Docker Container Host Access: Complete Guide to host.docker.internal

Introduction

Friday afternoon, 3 PM. I was staring at the terminal error message: Connection refused.

Honestly, it was frustrating. MySQL was running fine on my local machine—Navicat could connect, command line worked—but my containerized app just couldn’t reach it. I triple-checked the connection string: localhost:3306. Username and password were correct. What was going wrong?

Turns out, the problem was those three words: localhost.

If you’ve encountered this before—using localhost or 127.0.0.1 inside a Docker container to connect to host services always fails—this article is for you. I’ll explain in plain terms: why localhost inside containers isn’t what you think it is, and how to elegantly solve this with the “magic domain” host.docker.internal.

What you’ll learn:

• The real principle behind container network isolation (no jargon)
• Correct configuration methods for Mac, Windows, and Linux
• A practical troubleshooting checklist (for next time you need it)

Why Doesn’t localhost Work?

Short answer: containers have their own independent network world.

Sounds abstract?

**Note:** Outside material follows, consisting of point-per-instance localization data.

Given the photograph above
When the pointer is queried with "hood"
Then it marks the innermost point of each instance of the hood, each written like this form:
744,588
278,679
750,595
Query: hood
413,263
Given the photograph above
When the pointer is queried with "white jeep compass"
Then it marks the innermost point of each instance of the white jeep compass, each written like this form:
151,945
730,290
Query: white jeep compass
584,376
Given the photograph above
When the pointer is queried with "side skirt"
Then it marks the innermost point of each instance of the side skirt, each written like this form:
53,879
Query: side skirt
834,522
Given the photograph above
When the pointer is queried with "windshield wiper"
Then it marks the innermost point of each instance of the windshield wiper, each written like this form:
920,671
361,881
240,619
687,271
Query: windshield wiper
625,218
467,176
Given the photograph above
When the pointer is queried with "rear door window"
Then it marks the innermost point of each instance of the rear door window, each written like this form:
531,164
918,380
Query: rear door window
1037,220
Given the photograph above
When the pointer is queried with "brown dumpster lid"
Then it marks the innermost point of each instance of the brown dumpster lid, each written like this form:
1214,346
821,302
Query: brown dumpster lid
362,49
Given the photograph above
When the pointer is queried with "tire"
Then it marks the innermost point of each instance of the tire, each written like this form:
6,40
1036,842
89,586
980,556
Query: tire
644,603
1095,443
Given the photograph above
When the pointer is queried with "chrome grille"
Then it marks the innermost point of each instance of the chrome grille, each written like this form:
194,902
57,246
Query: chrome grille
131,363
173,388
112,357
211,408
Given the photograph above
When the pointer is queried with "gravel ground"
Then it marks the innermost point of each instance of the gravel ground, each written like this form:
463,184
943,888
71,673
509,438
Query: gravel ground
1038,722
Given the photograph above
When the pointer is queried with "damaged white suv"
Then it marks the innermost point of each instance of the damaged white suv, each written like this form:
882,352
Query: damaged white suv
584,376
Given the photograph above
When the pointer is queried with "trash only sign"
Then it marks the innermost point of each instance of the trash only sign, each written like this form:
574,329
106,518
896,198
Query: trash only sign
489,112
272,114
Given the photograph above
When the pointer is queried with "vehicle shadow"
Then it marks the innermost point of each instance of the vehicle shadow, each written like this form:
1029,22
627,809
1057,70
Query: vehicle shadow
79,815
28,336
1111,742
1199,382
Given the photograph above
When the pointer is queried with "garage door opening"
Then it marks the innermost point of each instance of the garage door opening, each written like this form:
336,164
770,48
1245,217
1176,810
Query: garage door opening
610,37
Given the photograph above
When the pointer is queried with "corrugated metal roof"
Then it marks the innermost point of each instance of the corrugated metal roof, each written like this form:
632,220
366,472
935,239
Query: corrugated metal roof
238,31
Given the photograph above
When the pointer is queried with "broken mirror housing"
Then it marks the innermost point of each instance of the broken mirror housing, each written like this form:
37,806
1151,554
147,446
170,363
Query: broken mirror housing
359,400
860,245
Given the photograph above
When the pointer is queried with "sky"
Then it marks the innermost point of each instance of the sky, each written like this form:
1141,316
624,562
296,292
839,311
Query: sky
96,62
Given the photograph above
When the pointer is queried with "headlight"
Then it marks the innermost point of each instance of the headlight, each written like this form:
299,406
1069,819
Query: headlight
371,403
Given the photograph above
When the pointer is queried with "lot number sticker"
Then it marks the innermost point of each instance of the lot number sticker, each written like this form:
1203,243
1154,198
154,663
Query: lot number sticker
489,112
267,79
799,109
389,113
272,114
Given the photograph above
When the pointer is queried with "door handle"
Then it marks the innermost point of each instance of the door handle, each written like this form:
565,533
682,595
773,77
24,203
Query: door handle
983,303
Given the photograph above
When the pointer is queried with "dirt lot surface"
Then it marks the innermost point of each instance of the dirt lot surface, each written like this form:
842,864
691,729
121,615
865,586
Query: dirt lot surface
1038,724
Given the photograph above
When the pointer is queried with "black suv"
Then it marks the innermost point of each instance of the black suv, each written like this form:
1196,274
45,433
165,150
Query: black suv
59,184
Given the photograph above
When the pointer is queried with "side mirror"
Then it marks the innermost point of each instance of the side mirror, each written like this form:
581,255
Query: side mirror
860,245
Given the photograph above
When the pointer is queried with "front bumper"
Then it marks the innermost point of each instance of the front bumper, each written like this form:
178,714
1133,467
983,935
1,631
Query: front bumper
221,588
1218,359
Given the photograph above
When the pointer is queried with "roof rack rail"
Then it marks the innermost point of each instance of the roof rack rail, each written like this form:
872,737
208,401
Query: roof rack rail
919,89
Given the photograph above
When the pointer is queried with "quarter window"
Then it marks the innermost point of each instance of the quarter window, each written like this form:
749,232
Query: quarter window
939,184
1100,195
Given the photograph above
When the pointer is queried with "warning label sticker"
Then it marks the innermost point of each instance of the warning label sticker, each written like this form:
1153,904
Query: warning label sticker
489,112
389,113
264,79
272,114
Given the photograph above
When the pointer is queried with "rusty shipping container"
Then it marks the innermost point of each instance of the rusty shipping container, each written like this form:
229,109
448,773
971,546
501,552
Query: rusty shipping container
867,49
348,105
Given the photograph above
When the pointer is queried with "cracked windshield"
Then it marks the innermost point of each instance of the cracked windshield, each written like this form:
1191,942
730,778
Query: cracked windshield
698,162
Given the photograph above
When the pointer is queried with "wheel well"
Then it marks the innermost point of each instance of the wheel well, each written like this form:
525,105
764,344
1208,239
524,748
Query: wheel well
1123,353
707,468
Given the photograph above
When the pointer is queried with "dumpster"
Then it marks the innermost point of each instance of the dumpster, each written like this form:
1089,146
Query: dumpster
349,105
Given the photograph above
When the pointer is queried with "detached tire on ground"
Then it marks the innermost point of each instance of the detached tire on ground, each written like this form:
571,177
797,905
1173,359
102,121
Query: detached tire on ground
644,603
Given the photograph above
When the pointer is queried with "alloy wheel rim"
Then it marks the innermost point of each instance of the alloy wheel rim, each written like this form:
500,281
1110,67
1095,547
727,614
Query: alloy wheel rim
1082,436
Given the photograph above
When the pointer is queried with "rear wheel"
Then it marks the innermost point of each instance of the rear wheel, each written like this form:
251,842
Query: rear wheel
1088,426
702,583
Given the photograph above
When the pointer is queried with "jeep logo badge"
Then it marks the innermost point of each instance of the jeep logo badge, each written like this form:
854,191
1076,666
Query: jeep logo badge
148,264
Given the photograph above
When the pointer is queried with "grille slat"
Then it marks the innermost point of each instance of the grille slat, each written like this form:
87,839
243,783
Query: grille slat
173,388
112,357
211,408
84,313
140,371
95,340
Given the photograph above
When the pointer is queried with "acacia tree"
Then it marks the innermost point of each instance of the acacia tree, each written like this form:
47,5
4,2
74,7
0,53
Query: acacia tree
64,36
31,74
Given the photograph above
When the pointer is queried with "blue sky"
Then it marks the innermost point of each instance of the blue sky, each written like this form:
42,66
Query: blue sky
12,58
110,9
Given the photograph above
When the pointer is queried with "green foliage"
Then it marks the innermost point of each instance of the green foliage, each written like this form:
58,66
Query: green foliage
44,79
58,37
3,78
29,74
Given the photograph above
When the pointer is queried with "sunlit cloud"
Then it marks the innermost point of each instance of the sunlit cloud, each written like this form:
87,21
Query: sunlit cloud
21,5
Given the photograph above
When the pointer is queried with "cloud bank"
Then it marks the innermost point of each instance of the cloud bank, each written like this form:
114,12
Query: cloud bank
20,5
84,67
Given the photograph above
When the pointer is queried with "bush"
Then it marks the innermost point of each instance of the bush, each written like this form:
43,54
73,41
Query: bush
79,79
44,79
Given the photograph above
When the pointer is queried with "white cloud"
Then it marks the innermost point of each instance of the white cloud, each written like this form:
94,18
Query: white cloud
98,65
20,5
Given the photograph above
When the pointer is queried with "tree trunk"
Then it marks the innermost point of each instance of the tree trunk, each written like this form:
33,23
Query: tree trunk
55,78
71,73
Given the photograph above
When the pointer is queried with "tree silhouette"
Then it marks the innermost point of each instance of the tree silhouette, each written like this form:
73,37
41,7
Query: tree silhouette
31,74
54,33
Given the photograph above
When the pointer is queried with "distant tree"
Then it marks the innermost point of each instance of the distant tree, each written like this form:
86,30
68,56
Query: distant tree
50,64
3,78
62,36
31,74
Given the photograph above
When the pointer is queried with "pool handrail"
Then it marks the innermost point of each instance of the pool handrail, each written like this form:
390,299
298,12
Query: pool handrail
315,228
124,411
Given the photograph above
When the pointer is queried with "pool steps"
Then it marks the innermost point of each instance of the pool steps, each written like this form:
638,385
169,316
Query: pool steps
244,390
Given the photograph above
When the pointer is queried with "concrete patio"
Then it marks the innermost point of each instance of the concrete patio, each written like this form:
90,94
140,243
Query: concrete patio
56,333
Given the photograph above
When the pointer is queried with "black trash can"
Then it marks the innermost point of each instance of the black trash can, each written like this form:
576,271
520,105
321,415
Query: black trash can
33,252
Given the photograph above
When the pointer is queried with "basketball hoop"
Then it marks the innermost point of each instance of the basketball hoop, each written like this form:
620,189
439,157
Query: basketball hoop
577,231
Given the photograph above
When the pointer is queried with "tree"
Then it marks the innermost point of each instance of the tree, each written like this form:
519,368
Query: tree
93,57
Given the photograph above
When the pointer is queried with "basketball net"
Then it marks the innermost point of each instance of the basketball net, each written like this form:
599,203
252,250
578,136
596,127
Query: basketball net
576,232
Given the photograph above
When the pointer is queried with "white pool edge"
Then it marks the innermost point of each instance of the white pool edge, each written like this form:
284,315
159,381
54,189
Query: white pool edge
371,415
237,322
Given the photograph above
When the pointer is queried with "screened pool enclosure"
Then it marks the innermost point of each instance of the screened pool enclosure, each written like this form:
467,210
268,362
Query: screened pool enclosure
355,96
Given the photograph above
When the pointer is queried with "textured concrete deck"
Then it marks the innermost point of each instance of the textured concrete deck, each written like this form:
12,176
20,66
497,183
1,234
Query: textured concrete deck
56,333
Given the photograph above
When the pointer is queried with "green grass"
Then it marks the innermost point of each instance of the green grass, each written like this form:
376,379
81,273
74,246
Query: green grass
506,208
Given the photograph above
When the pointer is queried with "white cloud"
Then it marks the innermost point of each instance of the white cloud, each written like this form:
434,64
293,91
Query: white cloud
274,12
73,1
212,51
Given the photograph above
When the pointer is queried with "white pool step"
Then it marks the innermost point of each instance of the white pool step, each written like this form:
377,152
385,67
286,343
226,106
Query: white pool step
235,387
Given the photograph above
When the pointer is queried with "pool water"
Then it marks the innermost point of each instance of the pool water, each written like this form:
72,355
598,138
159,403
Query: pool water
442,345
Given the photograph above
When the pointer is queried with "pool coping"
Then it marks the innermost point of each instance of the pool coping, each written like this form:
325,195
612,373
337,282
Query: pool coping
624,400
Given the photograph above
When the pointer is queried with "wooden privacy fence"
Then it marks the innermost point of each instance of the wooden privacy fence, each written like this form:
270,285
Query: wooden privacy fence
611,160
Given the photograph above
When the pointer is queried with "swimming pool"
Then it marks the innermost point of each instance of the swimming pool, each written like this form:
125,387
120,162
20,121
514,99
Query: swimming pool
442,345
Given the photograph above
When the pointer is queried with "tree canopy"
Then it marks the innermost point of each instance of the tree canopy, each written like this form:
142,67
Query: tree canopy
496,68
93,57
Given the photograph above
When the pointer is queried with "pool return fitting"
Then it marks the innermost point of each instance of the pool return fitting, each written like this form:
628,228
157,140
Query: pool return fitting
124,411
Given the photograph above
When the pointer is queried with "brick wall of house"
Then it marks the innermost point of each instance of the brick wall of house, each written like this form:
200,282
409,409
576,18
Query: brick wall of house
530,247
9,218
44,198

Let me put it differently. Think of a container as an independent little house with its own address, its own mailbox, its own everything. When you call “localhost” or type “127.0.0.1” inside the container, you’re actually looking for the house itself, not the host machine outside.

Specifically:

• On the host machine, localhost points to the host itself
• Inside a container, localhost points to the container itself
• They’re two completely different things

I was pretty surprised when I first learned this. MySQL was running fine on my computer, so why couldn’t the container connect? Because of this reason—the container was looking for MySQL in its own world, where it obviously didn’t exist.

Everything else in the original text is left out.